Ancak araştırmayı yapan bilim adamlarının üstesinden gelmesi gereken bir sorun ortaya çıktı. Hücreler her saniye defalarca bölünüyorlar dolayısıyla hücrelerin içindeki floresan proteinleri ve etiketler de hücreler ile birlikte bölünerek miktarca epey azalıyorlardı. Floresan proteinleri ve etiketler azaldığında silikleşiyor, bu nedenle hücrelerin hareketlerini gözlemlemek de zorlaşıyordu.
Gözlenen hücrelerden küçük bir grup hücre ise tırnağın temelindeki yumuşak dokuya yerleşmişti. Bu hücrelerdeki floresan proteinleri ve etiketler silikleşmeden kalmıştı çünkü bu hücreler ya hiç bölünmemiş ya da çok az bölünmüştü. İşte bu hücrelerin bölünmemesi, onların kök hücre olduklarını gösteriyordu.

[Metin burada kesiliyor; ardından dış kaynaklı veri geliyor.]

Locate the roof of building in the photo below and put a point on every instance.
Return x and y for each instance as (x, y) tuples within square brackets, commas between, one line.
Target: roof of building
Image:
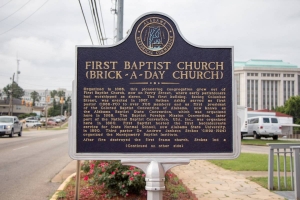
[(264, 63), (278, 114)]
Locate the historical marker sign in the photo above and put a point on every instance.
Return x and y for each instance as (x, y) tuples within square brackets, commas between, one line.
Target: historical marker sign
[(154, 95)]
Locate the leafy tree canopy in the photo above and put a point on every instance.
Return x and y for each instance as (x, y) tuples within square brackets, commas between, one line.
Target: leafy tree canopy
[(17, 91)]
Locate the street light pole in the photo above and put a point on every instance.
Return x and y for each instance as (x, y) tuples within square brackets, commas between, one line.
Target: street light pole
[(11, 96), (61, 102)]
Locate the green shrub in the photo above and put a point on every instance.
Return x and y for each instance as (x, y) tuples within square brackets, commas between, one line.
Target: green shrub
[(116, 178)]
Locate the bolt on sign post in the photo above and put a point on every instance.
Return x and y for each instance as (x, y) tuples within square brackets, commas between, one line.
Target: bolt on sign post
[(154, 97)]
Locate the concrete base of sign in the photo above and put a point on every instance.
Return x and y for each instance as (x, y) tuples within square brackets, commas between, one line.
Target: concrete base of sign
[(155, 174)]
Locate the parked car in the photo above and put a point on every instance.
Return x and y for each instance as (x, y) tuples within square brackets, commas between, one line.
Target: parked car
[(264, 126), (43, 120), (58, 120), (33, 123), (61, 117), (10, 125), (51, 121)]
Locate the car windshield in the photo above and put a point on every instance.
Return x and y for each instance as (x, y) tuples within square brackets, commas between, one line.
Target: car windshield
[(6, 119)]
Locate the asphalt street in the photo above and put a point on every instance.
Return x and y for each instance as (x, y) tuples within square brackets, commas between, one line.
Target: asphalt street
[(28, 163)]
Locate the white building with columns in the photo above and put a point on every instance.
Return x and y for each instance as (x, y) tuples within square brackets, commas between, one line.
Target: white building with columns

Çünkü hiç bölünmemek, tüm kök hücrelerin ortak özelliğidir. Bölünmediği için silikleşmeden kalan floresan proteinleri ve etiketler sayesinde tırnak kök hücrelerini gözlemlemek mümkün oldu.

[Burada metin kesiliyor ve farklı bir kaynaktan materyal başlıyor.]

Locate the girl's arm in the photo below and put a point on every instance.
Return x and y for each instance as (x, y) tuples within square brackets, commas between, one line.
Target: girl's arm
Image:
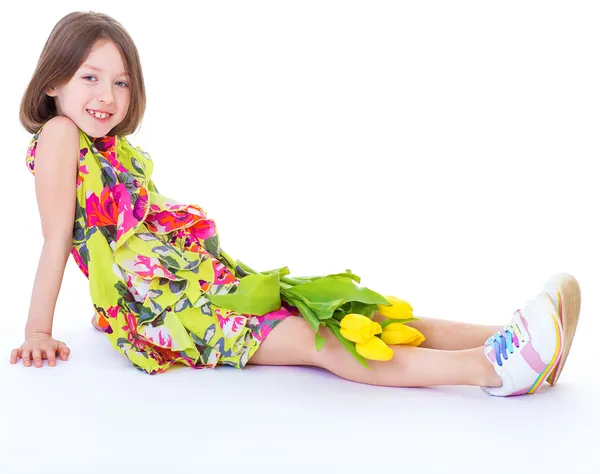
[(56, 170)]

Araştırmacılar, daha sonra yavaş bölünen kök hücrelerin iki farklı özellik gösterdiğini fark etti.
Normal yaşam döngüsü içinde, kök hücreler hem tırnağın hem de tırnağa yapışan derinin büyümesinde görev alıyorlardı. Ancak bir şekilde tırnak kesilir, kırılır, yaralanır ya da tamamen kaybedilirse, “Kemik Morfogenetik Protein” (BMP) denen bir protein, kök hücrelere sinyal göndererek tırnaktaki onarım özelliğini aktif hale getiriyordu.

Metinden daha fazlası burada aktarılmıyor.